Shortly after Stephen’s arrival, a new vatting of the distillery’s signature malt bottling won Double Gold in the prestigious San Francisco World Spirits Competition.
“We’ve now got a lot of diversity and a lot of different wood,” he says – everything from British Columbia wine barrels to Barbados rum and Caribbean rhum agricole casks to more traditional sherry, port and peated-malt vessels. “And now we’ve got different ages [of whisky] to play with.”
SHARING THE LOVE
Though awards and the renown of an SMWS bottling will certainly help acquaint global whisky aficionados with Shelter Point, “our challenge now is to raise awareness domestically,” says Stephen. Many visitors to Shelter Point are not even whisky tourists, but locals or travellers who are in the Campbell River region for its world-class salmon fishing, whale-watching or to explore the heritage of Canada’s Coastal First Nations/Indigenous people.
Though tasting room patrons might not enter as whisky fanciers, most leave with a bottle. “Canadians like to support Canadian products,” Stephen says. The inaugural SMWS Cask No. 152.1 bottling was premiered at the Victoria Whisky Festival in January and at February Outturns in Canada. But much of the first and subsequent 152 releases will be available around the world – and that’s deliberate.

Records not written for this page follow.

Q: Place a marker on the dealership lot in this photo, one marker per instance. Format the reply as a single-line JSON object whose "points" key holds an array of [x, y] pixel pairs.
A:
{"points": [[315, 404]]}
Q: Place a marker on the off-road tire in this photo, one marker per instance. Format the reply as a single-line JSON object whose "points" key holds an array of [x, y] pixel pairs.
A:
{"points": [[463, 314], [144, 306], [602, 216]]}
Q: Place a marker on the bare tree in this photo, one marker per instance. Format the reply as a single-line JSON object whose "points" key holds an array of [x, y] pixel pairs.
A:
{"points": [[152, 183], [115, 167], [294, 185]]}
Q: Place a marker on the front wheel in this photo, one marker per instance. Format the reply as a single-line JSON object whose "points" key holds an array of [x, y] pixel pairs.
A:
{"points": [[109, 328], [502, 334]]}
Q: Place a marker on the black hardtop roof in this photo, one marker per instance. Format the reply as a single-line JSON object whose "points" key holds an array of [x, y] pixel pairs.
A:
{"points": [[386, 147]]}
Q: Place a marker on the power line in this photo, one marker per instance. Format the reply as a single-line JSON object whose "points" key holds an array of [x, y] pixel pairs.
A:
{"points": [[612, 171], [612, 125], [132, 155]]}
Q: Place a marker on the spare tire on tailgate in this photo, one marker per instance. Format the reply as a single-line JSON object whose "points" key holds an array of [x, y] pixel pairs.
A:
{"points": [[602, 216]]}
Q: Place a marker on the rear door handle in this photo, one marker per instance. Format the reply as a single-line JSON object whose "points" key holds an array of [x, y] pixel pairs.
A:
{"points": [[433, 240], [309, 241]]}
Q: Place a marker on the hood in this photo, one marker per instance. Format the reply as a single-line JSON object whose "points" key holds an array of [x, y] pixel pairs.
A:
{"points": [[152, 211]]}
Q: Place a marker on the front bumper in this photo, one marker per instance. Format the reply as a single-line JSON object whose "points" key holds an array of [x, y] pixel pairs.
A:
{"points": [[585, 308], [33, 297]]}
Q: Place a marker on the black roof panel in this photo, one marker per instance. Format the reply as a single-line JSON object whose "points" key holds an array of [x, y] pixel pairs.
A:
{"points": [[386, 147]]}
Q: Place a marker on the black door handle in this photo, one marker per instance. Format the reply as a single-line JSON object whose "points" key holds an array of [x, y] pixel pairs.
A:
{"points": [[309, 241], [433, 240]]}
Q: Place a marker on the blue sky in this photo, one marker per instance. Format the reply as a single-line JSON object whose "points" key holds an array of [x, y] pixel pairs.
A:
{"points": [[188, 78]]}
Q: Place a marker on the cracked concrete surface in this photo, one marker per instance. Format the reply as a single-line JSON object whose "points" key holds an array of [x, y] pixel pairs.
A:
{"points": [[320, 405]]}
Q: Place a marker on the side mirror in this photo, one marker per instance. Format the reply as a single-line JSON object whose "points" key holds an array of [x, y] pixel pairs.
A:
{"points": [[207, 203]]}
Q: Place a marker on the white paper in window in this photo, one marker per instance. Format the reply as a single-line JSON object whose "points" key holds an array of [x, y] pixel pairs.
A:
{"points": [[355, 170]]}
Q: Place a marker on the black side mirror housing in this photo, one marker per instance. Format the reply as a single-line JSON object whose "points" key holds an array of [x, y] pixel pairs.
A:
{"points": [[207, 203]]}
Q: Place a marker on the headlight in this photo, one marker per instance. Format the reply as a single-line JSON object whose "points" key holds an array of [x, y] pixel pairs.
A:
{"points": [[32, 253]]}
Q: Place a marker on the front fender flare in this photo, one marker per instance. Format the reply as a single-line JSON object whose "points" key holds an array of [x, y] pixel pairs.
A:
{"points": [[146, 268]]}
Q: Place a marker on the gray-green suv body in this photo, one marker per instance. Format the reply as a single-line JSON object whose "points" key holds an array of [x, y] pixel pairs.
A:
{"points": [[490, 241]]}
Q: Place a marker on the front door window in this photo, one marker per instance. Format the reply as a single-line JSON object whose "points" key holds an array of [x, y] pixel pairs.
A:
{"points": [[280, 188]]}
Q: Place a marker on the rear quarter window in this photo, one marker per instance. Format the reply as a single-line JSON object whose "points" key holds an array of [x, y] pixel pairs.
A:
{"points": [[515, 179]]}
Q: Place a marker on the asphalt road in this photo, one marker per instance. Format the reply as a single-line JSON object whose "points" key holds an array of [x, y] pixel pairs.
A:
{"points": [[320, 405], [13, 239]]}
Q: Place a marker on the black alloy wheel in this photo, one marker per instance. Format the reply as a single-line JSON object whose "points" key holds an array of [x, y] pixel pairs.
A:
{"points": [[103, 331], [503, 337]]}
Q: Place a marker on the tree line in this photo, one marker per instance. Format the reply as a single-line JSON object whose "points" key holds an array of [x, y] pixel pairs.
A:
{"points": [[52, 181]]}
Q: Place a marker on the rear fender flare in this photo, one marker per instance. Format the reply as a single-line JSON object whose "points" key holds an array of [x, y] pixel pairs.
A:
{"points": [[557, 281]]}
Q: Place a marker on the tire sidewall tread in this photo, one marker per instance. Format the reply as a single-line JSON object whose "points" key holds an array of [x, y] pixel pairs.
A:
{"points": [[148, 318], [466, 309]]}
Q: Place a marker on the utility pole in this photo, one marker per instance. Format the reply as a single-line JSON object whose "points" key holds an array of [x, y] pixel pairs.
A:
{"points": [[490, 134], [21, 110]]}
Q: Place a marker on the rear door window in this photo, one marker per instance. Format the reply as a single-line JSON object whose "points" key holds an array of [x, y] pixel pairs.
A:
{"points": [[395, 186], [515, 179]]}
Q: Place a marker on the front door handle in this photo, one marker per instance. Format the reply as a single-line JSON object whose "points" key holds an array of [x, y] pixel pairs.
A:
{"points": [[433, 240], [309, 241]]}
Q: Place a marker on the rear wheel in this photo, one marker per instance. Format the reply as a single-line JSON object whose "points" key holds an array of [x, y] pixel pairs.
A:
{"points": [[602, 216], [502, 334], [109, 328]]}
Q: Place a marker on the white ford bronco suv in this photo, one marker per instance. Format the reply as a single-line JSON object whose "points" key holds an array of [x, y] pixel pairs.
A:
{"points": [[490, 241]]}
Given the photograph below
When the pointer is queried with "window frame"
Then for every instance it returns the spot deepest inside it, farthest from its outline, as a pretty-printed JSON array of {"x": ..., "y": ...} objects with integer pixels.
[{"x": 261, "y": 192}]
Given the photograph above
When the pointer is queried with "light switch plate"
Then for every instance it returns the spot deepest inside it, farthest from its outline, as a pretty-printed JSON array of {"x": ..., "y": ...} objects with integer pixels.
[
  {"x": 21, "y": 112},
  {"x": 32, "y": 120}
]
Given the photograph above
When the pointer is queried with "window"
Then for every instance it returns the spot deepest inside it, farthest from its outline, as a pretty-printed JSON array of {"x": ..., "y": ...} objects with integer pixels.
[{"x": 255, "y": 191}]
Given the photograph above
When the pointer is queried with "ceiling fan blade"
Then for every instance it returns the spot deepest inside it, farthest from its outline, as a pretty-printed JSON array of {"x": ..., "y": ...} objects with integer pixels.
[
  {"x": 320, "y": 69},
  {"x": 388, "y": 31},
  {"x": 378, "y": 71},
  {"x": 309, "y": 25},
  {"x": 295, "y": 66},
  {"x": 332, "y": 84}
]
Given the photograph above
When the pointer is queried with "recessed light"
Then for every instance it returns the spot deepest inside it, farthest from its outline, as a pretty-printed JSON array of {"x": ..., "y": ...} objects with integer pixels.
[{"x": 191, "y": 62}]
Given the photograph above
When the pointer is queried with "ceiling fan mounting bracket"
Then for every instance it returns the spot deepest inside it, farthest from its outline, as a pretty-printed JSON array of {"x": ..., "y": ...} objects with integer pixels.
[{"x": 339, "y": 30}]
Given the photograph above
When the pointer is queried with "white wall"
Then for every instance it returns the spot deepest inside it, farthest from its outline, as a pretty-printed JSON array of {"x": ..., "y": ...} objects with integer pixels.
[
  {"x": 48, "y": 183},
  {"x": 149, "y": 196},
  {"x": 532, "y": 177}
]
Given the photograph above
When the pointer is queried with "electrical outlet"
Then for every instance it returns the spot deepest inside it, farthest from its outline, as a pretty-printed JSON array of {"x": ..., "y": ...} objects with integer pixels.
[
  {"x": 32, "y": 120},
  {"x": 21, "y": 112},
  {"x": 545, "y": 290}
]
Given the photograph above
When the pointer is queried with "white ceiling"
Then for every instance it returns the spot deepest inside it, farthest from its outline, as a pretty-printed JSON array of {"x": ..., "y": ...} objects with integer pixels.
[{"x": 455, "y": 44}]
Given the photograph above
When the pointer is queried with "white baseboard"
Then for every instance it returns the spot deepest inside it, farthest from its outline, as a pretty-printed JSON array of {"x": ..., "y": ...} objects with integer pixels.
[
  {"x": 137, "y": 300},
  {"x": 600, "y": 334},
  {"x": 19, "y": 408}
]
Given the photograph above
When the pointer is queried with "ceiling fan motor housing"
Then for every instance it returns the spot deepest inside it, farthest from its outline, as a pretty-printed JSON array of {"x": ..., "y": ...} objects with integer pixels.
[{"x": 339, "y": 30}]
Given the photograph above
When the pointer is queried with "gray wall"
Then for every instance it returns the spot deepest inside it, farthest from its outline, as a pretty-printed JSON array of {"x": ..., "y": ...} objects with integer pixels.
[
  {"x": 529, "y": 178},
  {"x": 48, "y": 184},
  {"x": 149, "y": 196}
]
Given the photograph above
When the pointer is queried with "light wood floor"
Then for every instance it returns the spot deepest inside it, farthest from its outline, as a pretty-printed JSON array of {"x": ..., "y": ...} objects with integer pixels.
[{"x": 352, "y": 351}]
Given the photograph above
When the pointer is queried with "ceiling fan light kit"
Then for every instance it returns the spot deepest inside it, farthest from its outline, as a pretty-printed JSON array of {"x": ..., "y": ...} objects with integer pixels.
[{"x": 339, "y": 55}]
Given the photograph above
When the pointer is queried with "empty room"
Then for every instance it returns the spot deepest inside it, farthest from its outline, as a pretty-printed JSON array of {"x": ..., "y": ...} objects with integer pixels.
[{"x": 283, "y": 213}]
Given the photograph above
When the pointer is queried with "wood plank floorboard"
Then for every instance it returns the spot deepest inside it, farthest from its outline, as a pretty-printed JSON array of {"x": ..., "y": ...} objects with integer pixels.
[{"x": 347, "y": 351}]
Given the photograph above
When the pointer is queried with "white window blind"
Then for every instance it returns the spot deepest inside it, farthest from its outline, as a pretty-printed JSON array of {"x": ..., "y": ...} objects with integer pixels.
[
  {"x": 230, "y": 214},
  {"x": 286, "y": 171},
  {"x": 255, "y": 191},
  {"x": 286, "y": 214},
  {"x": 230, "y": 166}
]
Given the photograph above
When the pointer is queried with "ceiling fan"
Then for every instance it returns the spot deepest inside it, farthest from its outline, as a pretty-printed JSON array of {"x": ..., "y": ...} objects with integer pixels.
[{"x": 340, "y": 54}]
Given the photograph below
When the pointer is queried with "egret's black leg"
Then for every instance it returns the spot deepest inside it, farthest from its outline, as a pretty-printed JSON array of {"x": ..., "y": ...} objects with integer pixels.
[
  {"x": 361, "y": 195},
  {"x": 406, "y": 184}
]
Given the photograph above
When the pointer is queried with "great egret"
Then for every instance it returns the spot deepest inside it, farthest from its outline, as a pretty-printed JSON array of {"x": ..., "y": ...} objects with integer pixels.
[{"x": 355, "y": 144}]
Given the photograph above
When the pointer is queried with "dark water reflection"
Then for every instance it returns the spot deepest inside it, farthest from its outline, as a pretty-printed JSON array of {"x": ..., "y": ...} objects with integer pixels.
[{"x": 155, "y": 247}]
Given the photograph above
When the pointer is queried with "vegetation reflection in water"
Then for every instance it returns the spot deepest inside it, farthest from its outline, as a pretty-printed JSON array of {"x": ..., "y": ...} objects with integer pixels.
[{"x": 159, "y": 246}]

“The intention is to spread the Shelter Point love around other international branches,” says SMWS Canada’s Kelly Carpenter. Vibrant and vigorous: consider it Canada’s love letter to the whisky world.
Charlene Rooke is a Vancouver-based drinks journalist, consultant and spirits educator. You can find her leading Outturn tastings each month for the SMWS at Legacy Liquor Store in Vancouver.